18. Use according to claim 17 where the sleep disorder is selected from the group consisting of Dyssomnias such as Primary Insomnia (307.42), Primary Hypersomnia (307.44), Narcolepsy (347), Breathing-Related Sleep Disorders (780.59), Circadian Rhythm Sleep Disorder (307.45) and DyssomniaNot Otherwise Specified (307.47); primary sleep disorders such as Parasomnias such as Nightmare Disorder (307.47), Sleep Terror Disorder (307.46), Sleepwalking Disorder (307.46) and Parasomnia Not Otherwise Specified (307.47); Sleep Disorders Related to Another Mental Disorder such as Insomnia Related to Another Mental Disorder (307.42) and Hypersomnia Related to Another Mental Disorder (307.44); Sleep Disorder Due to a General Medical Condition, in particular sleep disturbances associated with such diseases as neurological disorders, neuropathic pain, restless leg syndrome, heart and lung diseases; and Substance-Induced Sleep Disorder including the subtypes Insomnia Type, Hypersomnia Type, Parasomnia Type and Mixed Type; Sleep Apnea and Jet-Lag Syndrome.

19. A method for the treatment of a disease or disorder where an antagonist of a human orexin receptor is required, in a subject in need thereof, comprising administering to said subject an effective amount of a compound as defined in any one claims 1 to 9, or a pharmaceutically acceptable salt thereof.

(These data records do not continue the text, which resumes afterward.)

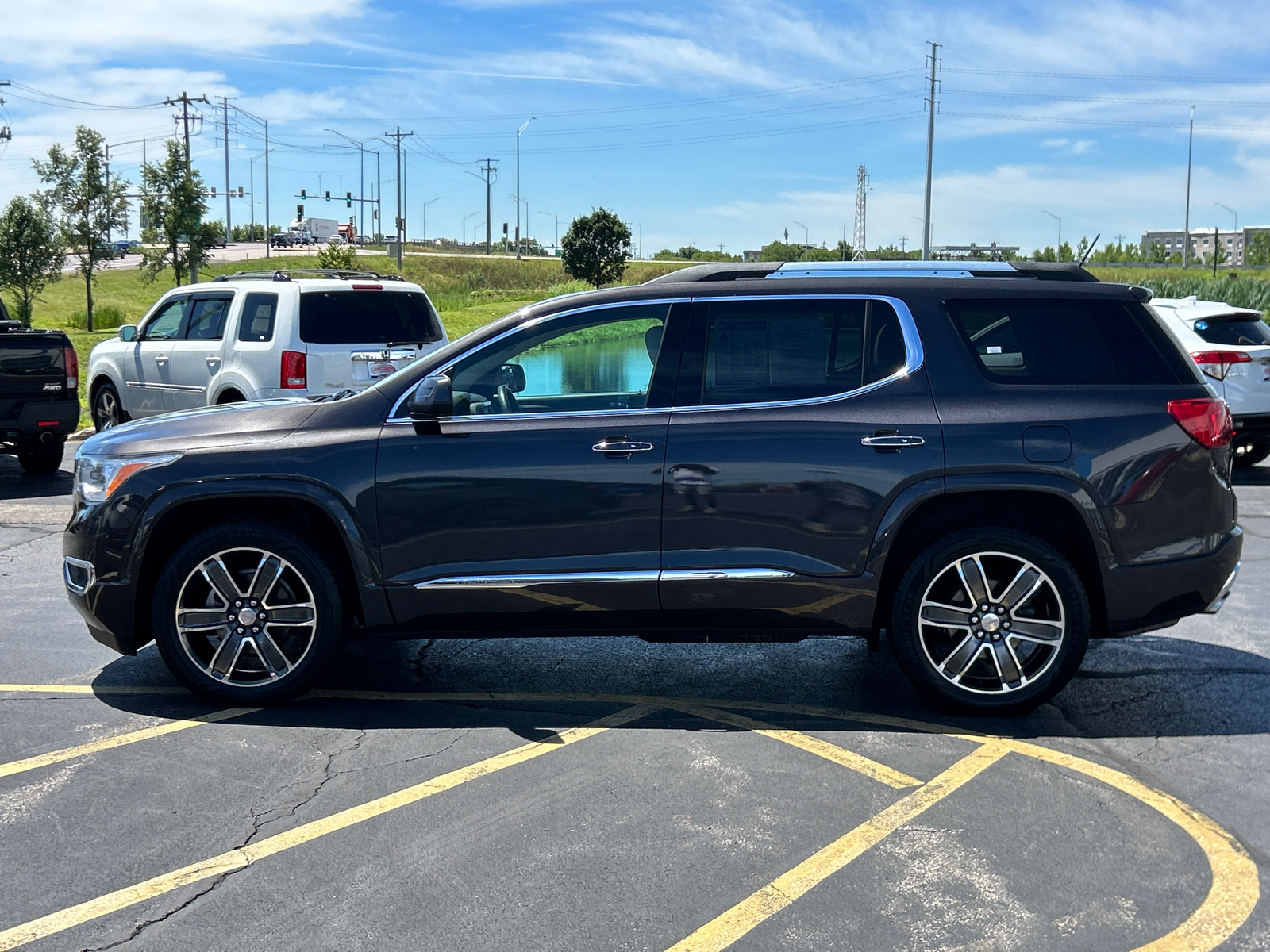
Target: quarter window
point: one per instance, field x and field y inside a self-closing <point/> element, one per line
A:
<point x="1060" y="342"/>
<point x="594" y="361"/>
<point x="791" y="349"/>
<point x="258" y="315"/>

20. A method according to claim 19 where the disease or disorder is a sleep disorder, a depression or mood disorder, an anxiety disorder, a substance-related disorder or a feeding disorder.

21. A method according to claim 20 where the disease or disorder is a sleep disorder.

22. A method according to claim 21 where the sleep disorder is selected from the group consisting of Dyssomnias such as Primary Insomnia (307.42), Primary Hypersomnia (307.44), Narcolepsy (347), Breathing-Related Sleep Disorders (780.59), Circadian Rhythm Sleep Disorder (307.45) and Dyssomnia Not Otherwise Specified (307.47); primary sleep disorders such as Parasomnias such as Nightmare Disorder (307.47), Sleep Terror Disorder (307.46), Sleepwalking Disorder (307.46) and Parasomnia Not Otherwise Specified (307.47); Sleep Disorders Related to Another Mental Disorder such as Insomnia Related to Another Mental Disorder (307.42) and Hypersomnia Related to Another Mental Disorder (307.44); Sleep Disorder Due to a General Medical Condition, in particular sleep disturbances associated with such diseases as neurological disorders, neuropathic pain, restless leg syndrome, heart and lung diseases; and Substance-Induced Sleep Disorder including the subtypes Insomnia Type, Hypersomnia Type, Parasomnia Type and Mixed Type; Sleep Apnea and Jet-Lag Syndrome.

23. A pharmaceutical composition comprising a) the compound as defined in any one of claims 1 to 9, or a pharmaceutically acceptable salt thereof, and b) one or more pharmaceutically acceptable carriers.